We present a new contribution inspired by the way experts analyze the semiology of seizures, taking into account not only the presence of specific movements of interest in different parts of the patients’ bodies, but also their dynamics and their biomechanical aspects, such as speed or acceleration patterns, or range of motion.
Tamás Karácsony, Study First Author and Researcher, INESC TEC
The research group turned to the largest 3D video-EEG database in the world and retrieved videos of 115 seizures, creating a semi-specialized and programmed pre-processing algorithm to eliminate unwanted environments from the videos.
Two image cropping methods are integrated in practical terms: depth and Mask R-CNN, offering a clean scenario and refining the retrieval of applicable information from the videos available, reducing unrelated variations, and upgrading the seizure distinguishing process.
As an additional clarification about the process utilized, Tamás detailed “Our solution uses an action recognition approach with an intelligent 3D cropping of the scene to remove unrelated information, such as clinicians moving around the patients. By removing it, our method significantly improved classification performance.”
According to him, this study has also showcased the practicality of the action-recognition method to categorize two epilepsy classes and the non-epileptic class, using just two seconds of samples, thereby making it suitable for near-real-time monitoring. Furthermore, the proposed solution can be employed in other 3D video datasets for monitoring and analysis of seizures.
Hence, the approach aids two purposes in translating this knowledge to better treatment and diagnosis: “it can be used for monitoring and alarms—which can alarm staff; or, if the approach is transferred to an ambulatory setting, a caregiver, when a seizure is ongoing, resulting in a faster response, which might decrease associated risks and Sudden Unexpected Death in Epilepsy (SUDEP). Without a near real-time approach this would not be feasible,” stated Tamás Karácsony.
More studies are required before implementing this system in clinical practice. However, the system is believed to be advantageous for the clinics, clinicians, and patients in the long run. “With automated diagnosis support, the clinicians have to spend less time reviewing the videos, thus can treat more patients, hopefully make better decisions, which reduces associated costs (material and health) for clinics and society,” he concludes.

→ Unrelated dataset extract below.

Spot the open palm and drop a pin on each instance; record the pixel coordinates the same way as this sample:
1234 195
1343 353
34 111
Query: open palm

Tamás Karácsony CMU Portugal/ Fundação para a Ciência e a Tecnologia (FCT) fellowship partially funded this study. Tamás, an ML researcher at INESCTEC, holds an MSc in Biomedical Engineering from the Technical University of Denmark and an MSc in Mechatronics from the Budapest University of Technology and Economics. Action recognition, computer vision, neuroengineering, and biomedical applications of ML are his key research areas.

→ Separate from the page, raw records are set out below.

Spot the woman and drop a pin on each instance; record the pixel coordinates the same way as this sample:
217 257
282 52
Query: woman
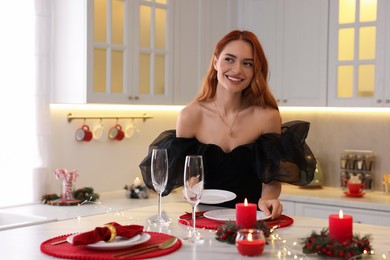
234 123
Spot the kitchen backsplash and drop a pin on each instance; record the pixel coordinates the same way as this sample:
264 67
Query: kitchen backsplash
110 164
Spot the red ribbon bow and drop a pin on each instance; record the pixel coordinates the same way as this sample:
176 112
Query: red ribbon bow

“Interpretable DL Based Clinical MoCap for Epileptic Seizure Classification” is his preliminary thesis, and he will be spending his research tenure at CMU under Fernando De la Torre at Carnegie Mellon’s School of Computer Science.
Journal Reference:
Karácsony. K., et al (2022) Novel 3D video action recognition deep learning approach for near real time epileptic seizure classification. Scientific Reports. doi.org/10.1038/s41598-022-23133-9.